Reuter and Kainan call themselves “rational optimists,” using the term developed by British scientist Matt Ridley, and basing their conclusions on statistics and interviews. Their book’s bottom line is that we in Israel stand on stable ground and have the ability to cope with our challenges, present and future.
THEIR BOOK was published, of course, before the pandemic. How are we doing now? According to Reuter and Kainan’s most recent report, called “The Intensification of Success,” we have still more reasons for life satisfaction today.
Israel had the fifth lowest OECD mortality rate from COVID – and three of the four ahead of us are islands with built-in isolation. That’s a quarter of the death rate of the OECD as a whole. Our universal access to sophisticated healthcare and our lifestyle make us one of the healthiest countries in the world. Add to that, the quick acquisition and administration of vaccines saved us from the tragedies experienced by other OECD countries, such as Italy.
A contributing factor, not mentioned by the authors, was our creative response. In theory, public health should extend to the entire population, but it was immediately clear that COVID-19 infection rates weren’t uniform. For example, at the beginning of the pandemic, the ultra-Orthodox community, 12% of the population, had 25% of the infections. A Health Ministry task force turned this around in real time by developing specific community models for information, treatment and prevention.
Remember the hotels for isolation and the vaccination centers plus cholent on Thursday nights? These were ideas that government specialists came up with, adapting models to specific community needs. The same was true for turning around the high rates of infection and depression in senior residences. We expect as much from our experts!
The economic toll of the pandemic, it turns out, was moderate also. In terms of both returning to low rates of unemployment and restoring economic growth, we’re among the world’s top nations.
WE’VE LONG known that we have more children per family than the rest of the developed world, but Reuter and Kainan point out that we’re the youngest country in the OECD, with a median age of 30, compared to 42 in the OECD. That means that the optimism in the country is also shared by younger people, itself a vector of happiness. Europe, China and the US are all facing shrinking populations that are also aging.
What about the traditional wish for “a sweet new year”?

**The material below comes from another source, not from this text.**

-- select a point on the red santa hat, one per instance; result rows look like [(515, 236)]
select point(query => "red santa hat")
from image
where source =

Fortunately, Israel’s sweetness is not based on sugar consumption. We’re not near the top of sugar-eating countries. A study of 187 countries puts our eating habits at among the healthiest in the world. We’re crazier for tomatoes than sugar cereals.
We do use 4,500 tons of honey per year, 40% of which is consumed on Rosh Hashanah. But we’re not treacly standouts. The top honey-eaters in the world, interestingly, live in the Central African Republic.

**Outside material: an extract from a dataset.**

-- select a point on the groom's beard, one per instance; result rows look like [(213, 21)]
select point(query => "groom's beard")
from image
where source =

Nor should we feel guilty about all the time we spend at the table during the holiday season. Lots of research positively correlates family dinners with physical, social-emotional and even academic benefits. And, according to Dr. Tal Ben-Shahar, an international expert in positive psychology, the No. 1 predictor of happiness is the time we spend with people we care about and who care about us.
That means the person at our Rosh Hashanah table is likely to be our source of happiness. What a good way to start off the year.
As Rabbi Nahman of Breslov says, mitzvah gedola lihyot b’simha. When we’re counting those 613 seeds of the pomegranate that correspond to mitzvot, remember that it’s a major mitzvah to be happy.
Shana tova u’metuka and chag sameach! ■
The writer is the Israel director of public relations at Hadassah, the Women’s Zionist Organization of America. Her latest book is A Daughter of Many Mothers.